Charlie Four turned left and headed down the narrow side street. There was no sign of the two men or the woman. Like everything else, the side sois were gettin
g crowded as people caught up in the rush hour looked for alternate routes.
There were cars and pedestrians, motorbikes and vendors with their pushcarts, all moving and jostling for space on the narrow side street. The agent caught a lift, jumped on the back of a moving baht bus, and tried to use the elevated height to see if he could find them in the crowd. The bus found an opening and headed down the street with the agent on the back, his eyes scanning the distance for the three Americans.
* * *
Liquida had no intention of going anywhere near the green door or the locked box upstairs. Nor did he want to take a chance on the company’s courier service, not now. One thing was certain; it was Bruno’s voice he had heard on the telephone message he picked up in Dubai. The question was whether the FBI had their hand up his ass playing puppet using the Chechen to try and hook Liquida and reel him in. If that’s what was happening, any deliveries from Bruno would be made by a courier with a government pension and a badge. Still, Liquida desperately needed the money that was in that drawer, assuming it was there.

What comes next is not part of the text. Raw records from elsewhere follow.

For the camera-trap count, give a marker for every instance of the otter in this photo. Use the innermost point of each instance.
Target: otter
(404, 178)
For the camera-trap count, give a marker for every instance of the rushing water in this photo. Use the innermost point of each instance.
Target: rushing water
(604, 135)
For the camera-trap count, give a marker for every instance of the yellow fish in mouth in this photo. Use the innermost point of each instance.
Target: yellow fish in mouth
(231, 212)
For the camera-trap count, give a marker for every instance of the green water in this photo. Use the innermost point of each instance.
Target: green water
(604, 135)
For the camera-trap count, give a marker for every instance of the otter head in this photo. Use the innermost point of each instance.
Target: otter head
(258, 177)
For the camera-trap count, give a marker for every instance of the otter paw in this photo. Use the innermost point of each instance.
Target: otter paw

He looked at his watch. It was after four. Traffic was beginning to thicken up out on Second Road. In a few minutes the street in front of his hotel would be a parking lot. He had things to do. He got up from the chair, slipped out one of the stilettos from the rolled cloth pack, and dropped his pants. He taped the long straight weapon to the inside of his left calf using a foot and a half of vet wrap. It was an area of the body that, unless police saw some bulge, they often didn’t frisk all that carefully. A piece of steel like the thin stiletto could easily slip by. He pulled his pants up and checked to make sure that nothing showed.
Then he grabbed a white canvas beach bag that was lying on the bed. The bag had two sturdy strap handles and was big enough to hold a couple of fair-sized phone books. He had purchased the bag earlier that day from an outdoor display on Beach Road, a place called Mike’s Department Store.